Besprochen werden die deutsche Erstaufführung von Daniel Karasiks Stück "Die Unschuldigen in Mainz", Alvis Hermanis' "Das weite Land"- und Stefan Bachmanns "Perikles"-Inszenierung am Burgtheater, Sebastian Hartmanns Theaterversion von Ingmar Bergmans "Fanny und Alexander" in Leipzig, ein Auftritt des Chamber Orchestra of Europe in Frankfurt und die Ausstellung "Auf der Suche nach einer verlorenen Sammlung" im Berliner Centrum Judaicum.

Aus den Blogs, 27.09.2011

"Der Feind ist Pakistan", möchte Christopher Hitchens einmal mehr klarstellen, da sich herausgestellt hat, dass der pakistanische Geheimdienst die kriminelle Haqqani-Familie beauftragt hat, die amerikanische Botschaft in Kabul in die Luft zu jagen. Warum weiter an dem Land festhalten? "It shows American prestige and resources being used, not to diminish the power of 'rogue' elements in the Pakistani system, but to enhance and empower them. It makes us look like fools and suckers, which is what we have become, unable to defend even our own troops, let alone civilian staff and facilities, from deadly assaults not just from the back but-flagrantly, unashamedly-from the front."

TAZ, 27.09.2011

Als wichtiges Werk würdigt Klaus Hillenbrand Arno Lustigers Buch "Rettungwiderstand. Über die Judenretter in Europa während der NS-Zeit": "Lustigers Verdienst ist es, zum ersten Mal die verschiedenen Formen des Rettungswiderstands zu thematisieren, über Deutschland hinaus die unterschiedlichen Beispiele für die Hilfe für Juden in den besetzten, den neutralen und den alliierten Staaten vorzustellen. Rettungswiderstand, das wird deutlich, ist mehr als das Verstecken einzelner Menschen oder ganzer Familien durch mutige Nichtjuden.

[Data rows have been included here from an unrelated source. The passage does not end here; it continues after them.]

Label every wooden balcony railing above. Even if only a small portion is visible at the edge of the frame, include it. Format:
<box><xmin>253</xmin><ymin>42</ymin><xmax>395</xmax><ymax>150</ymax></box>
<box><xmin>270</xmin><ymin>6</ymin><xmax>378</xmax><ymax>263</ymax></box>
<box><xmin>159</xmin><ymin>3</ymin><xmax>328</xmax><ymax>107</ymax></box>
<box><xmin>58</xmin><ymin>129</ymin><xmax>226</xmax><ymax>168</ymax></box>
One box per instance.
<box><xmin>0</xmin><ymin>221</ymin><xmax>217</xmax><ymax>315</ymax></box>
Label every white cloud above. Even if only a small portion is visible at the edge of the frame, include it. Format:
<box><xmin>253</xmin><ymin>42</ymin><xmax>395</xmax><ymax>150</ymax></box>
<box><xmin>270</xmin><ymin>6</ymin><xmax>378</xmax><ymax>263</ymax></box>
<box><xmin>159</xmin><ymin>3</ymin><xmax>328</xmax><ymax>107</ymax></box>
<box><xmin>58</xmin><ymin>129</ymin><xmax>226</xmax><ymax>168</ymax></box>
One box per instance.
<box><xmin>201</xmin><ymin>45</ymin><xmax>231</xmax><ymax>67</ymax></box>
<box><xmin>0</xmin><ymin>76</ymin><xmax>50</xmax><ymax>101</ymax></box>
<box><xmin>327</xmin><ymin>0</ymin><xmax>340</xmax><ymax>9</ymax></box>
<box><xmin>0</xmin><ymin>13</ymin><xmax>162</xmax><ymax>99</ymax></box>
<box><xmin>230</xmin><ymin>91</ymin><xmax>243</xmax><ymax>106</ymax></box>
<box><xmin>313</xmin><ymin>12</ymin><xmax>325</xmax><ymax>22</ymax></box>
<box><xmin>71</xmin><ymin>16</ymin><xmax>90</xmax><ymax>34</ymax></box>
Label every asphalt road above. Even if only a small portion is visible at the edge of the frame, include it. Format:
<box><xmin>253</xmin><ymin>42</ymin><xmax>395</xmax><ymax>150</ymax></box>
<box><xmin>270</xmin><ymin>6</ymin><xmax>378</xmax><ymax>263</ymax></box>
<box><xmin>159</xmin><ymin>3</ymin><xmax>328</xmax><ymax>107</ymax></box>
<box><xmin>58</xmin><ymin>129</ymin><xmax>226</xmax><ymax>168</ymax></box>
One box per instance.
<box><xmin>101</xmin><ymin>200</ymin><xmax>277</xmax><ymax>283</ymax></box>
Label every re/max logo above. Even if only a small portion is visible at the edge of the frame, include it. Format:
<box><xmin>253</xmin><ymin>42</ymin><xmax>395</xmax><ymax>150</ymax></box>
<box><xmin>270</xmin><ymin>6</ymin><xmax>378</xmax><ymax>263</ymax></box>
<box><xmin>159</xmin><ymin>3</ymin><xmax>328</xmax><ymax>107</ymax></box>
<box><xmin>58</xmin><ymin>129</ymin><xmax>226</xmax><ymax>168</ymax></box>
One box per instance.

Mehr als das systematische Fälschen von Papieren, die Organisierung von Lebensmitteln oder die Hilfe von Mithäftlingen in Konzentrationslagern."

Weitere Artikel: Isolde Charim berichtet, wie der Rapper Sido sich als Fernsehjuror mit der in Österreich allmächtigen Kronenzeitung anlegte: auf Youtube ist die Konfrontation zu bewundern. 

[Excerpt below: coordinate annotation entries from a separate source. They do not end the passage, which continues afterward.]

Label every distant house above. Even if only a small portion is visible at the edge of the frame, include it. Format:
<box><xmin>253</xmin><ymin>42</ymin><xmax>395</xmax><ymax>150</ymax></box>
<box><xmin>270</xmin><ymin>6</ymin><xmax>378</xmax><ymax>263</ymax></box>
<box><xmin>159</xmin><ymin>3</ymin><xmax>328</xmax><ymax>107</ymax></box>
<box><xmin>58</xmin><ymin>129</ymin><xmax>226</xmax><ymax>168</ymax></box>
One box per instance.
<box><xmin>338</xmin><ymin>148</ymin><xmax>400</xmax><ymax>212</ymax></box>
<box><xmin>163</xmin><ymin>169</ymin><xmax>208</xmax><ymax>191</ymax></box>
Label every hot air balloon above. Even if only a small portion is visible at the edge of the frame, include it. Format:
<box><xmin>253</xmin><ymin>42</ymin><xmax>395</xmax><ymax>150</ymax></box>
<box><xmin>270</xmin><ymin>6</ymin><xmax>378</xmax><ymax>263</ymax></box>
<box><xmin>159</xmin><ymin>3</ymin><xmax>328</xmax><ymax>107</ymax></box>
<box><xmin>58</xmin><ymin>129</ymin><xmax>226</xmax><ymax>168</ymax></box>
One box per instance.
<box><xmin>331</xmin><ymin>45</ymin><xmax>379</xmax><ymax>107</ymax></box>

Besprochen werden Nurkan Erpulats "Schloss"-Inszenierung bei der Ruhrtriennale, die Ausstellung "Auf der Suche nach einer verlorenen Sammlung" im Berliner Centrum Judaicum und Woong Ming Jins Film "Tiger Factory".

Und Tom.

Welt, 27.09.2011

Die Londoner Soziologin Catherine Hakim spricht im Interview mit Andrea Seibel über die Bedeutung guten Aussehens und positiver Ausstrahlung für den gesellschaftlichen und beruflichen Erfolg - das erotische Kapital: "Ich habe nie gesagt, dass Frauen Sex-Appeal am Arbeitsplatz einsetzen oder dass sie sich 'hochschlafen' sollen. Erotisches Kapital hat zwei Seiten - die physische und die soziale Attraktion. Mein Paradebeispiel wirkungsvoller Anziehungskraft und Schönheit ist Christine Lagarde, die nunmehrige IWF-Chefin. Eine kompetente und intelligente Frau. Sie hat in ihr Aussehen investiert, ihren Stil, ihre Eleganz, ihre guten Manieren. Ich kann verstehen, dass die amerikanische Vanity Fair sie als eine der bestangezogenen Frauen der Welt bezeichnet. Das hat nichts mit Sexualität zu tun, sondern mit sozialer Eleganz, Selbstdarstellung, das ist soziale Attraktivität."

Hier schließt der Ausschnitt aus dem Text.